Selling the family silver could send the City down the sink
Some years ago, shortly before his death, Lord Stockton, better known as Harold Macmillan, the former prime minister, rose to deliver his last major speech to the House of Lords. At the height of the panic generated by the energy crisis of the 1970s - a time when the premier had ordered industry to work a three-day week while cabinet ministers urged the populace to learn how to clean their teeth in the dark - his was the voice of moderation. 'In times of financial stress, ' he intoned, 'we should not set about selling the family silver.' Whether Lord Stockton's cautionary words had much direct effect at the time I do not know, but they were widely reported. Even today they have a resonance, albeit based on an uncertain understanding of what an antique expression such as 'family silver' could mean today.
For example, why is it that nobody seems to care nowadays that there is mounting evidence that something akin to 'selling the family silver' is happening in the City of London. There, at the end of the third quarter of 2004, a firm of property agents, Jones Lang LaSalle, published a report which claimed that proceeds from the sale of commercial office buildings in the Square Mile had reached £1.77 billion, a record for a third quarter and only the fourth time that the City's quarterly office sales had topped £1.5 billion.
Following this initial revelation, other sources swiftly came to light and were hastily annualised.
By this means, projections for the whole of 2004, ranging from £5. 5 billion to £6 billion, were soon advanced. Since even the lowest of these estimates represented an all-time record of the order of the £5.3 billion attained in the millennium year of 2000, something had to be said. But what? Clearly the parallel with the millennium year was of no use because it would only waken unpleasant memories of the dot. com bubble, the second greatest financial disaster of the age. In the same way, parallels with the uncertain state of the much larger housing market might destabilise a fragile balance there too. The only acceptable route for the financial commentators to take was also the most uneasy - to treat the new 'silver sale' as good news.
'City office sales head for record £6bn year' was how The Times put it, and the others followed suit.
Or they did until the Sunday Times ran a story asserting that Canary Wharf Group was poised to sell the best part of a billion pounds worth of its Docklands portfolio as well.

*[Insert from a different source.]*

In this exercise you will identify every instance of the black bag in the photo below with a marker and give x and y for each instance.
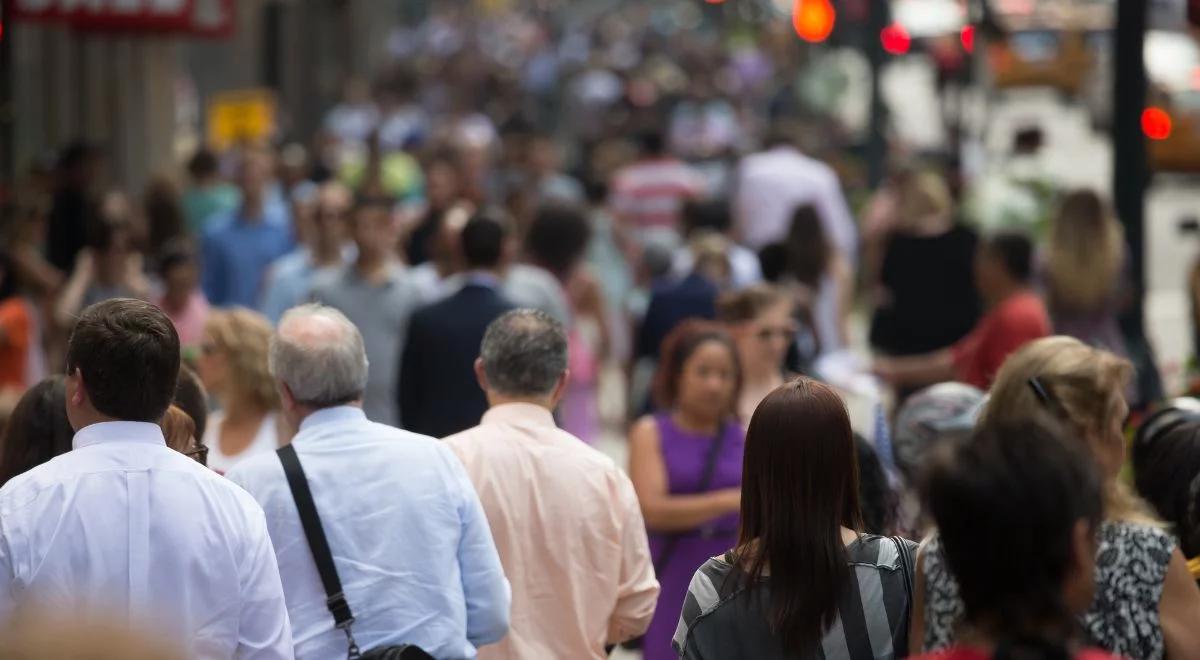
(664, 558)
(319, 546)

Added to the City's own property disposals, the Wharf's estimated £800 million shows a quantity and quality of office floor space that could drive property prices down - if it were to come on to the market all at once - let alone see a corner of the bad news story that is waiting to break out some time in 2005, when the broader impact of the 'record sales' dawns on those who work in them.
All that we really know about this state of affairs is that it looks like the house-price saga played with larger units, a kind of tsunami of debt that would overwhelm everything in its path. Next it became a 'hard landing' that only the prudent would survive, and finally a 'soft landing' that would let nearly everyone down gently - provided there was absolutely no panic selling of houses first.
In the motor industry, the need for continuous innovation means that this problem is dealt with by means of the theory of 'sink time', whereby the response to the initial appearance of a new model - which is often surprisingly negative - is allowed time to grow upon the public before a final verdict is given. In the case of the family silver, it may not be house prices, or car designs, but commercial office buildings that will be first to go in 2005.